Salmon Corn Chowder with Quick & Healthy Corn Bread

The sweetness of late-season corn combines with heart-healthy salmon in a bowl that is chock-full of both flavor and nutrition. If you pop our clean corn bread into the oven as you start on the chowder, you'll have fresh bread ready for dipping just before your chowder hits the table.
Healthy Salmon Corn Chowder Recipe

Photo: Peter Chou

By Jeanette Hurt

Serves: 8
Hands-on time: 30 minutes.
Total time: 45 minutes.
2 medium Russet or Idaho potatoes, peeled
2 carrots, peeled
Olive oil cooking spray
1 stalk celery, diced
1 medium yellow or white onion, diced
1 tsp extra-virgin olive oil
3 tbsp whole-wheat flour
1 cup skim milk
1 32-oz container low-sodium chicken broth
2 6-oz cans salmon packed in water, without bones or skin
2 cups corn, freshly shucked or frozen
1 to 2 tsp paprika
Sea salt and fresh ground black pepper, to taste
1 tbsp dill, finely minced
Makes 10 to 12 2-inch squares.
1 cup whole-wheat flour
1 cup stone-ground cornmeal
1 tbsp baking powder
2 egg whites, whisked
1 cup skim milk
1 tsp paprika
Olive oil cooking spray
Place potatoes and carrots in a medium saucepot; cover with water.

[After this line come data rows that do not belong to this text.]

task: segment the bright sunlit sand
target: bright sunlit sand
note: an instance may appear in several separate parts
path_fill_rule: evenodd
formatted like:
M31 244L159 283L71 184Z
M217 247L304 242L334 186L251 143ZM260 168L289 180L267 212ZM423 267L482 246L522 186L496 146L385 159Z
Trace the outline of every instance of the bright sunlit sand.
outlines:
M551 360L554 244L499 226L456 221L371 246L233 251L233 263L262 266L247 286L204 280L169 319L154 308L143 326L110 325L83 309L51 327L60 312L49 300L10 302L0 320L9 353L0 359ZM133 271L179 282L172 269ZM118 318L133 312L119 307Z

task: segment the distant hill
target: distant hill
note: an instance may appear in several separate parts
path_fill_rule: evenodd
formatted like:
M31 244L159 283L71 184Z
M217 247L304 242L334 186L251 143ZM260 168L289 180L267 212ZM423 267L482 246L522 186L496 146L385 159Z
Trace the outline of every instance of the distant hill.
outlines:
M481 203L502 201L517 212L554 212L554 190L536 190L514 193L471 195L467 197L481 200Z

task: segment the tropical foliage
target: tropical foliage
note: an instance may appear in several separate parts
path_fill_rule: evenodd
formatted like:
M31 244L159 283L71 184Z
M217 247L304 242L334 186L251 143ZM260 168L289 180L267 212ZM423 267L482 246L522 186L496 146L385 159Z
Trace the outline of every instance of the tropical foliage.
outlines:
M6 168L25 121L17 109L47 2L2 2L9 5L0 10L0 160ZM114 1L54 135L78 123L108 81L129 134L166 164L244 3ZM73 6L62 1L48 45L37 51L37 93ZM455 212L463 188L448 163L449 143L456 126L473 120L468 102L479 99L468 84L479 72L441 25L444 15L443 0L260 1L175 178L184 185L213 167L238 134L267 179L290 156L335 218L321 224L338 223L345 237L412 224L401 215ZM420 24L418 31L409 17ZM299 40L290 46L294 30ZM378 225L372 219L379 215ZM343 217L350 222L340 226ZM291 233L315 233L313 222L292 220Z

Boil over medium-high for 8 to 10 minutes. Drain potatoes and carrots in a colander and pour cold water over. Let cool for 5 minutes. Remove potatoes and carrots and dice.
Meanwhile, preheat large stockpot over medium-high heat for 2 minutes. Mist with cooking spray. Add celery and onion and saute for 2 minutes or until onions become translucent.
Add oil and flour, whisking briskly. Add milk, whisking in a 1/4 cup at a time. (This will create a roux, or thickener, for your soup.)
Add broth and cook for at least 5 minutes. If soup seems a little thin, add more flour (no more than 1 tbsp), a 1/2 tsp at a time, and whisk briskly. Add salmon, diced potatoes and carrots, corn and paprika. Reduce heat to medium-low and let simmer for at least 10 minutes. Season with salt and pepper.
Add dill just 1 minute before serving.
Preheat oven to 400 F.
In a medium bowl, whisk together flour, cornmeal and baking powder. Then whisk in egg whites, milk and paprika.
Spray an 8- to 10-inch baking pan with cooking spray. Pour batter into pan. Bake for 20 minutes or until golden brown on top. Cut into 2-inch squares.

Nutrients per 1 1/2-cup serving: Calories: 210, Total Fat: 4.5 g, Sat. Fat: 0 g, Carbs: 25 g, Fiber: 3 g, Sugars: 6 g, Protein: 16 g, Sodium: 270 mg, Cholesterol: 0 mg

Nutrients per 2-inch square: Calories: 80, Total Fat: 0.5 g, Sat. Fat: 0 g, Carbs: 15 g, Fiber: 3 g, Sugars: 1 g, Protein: 3 g, Sodium: 20 mg, Cholesterol: 0 mg

Nutritional Bonus:
A single 4-oz serving of salmon provides you with your entire daily dose of 400 IU of vitamin D, a fat-soluble sunshine vitamin that helps with the absorption of calcium (good news for bones), boosts immunity and promotes a good night’s rest.

  • Sacculina

    I was a little worried about this, but it was wonderful. Definitely on my do-again list.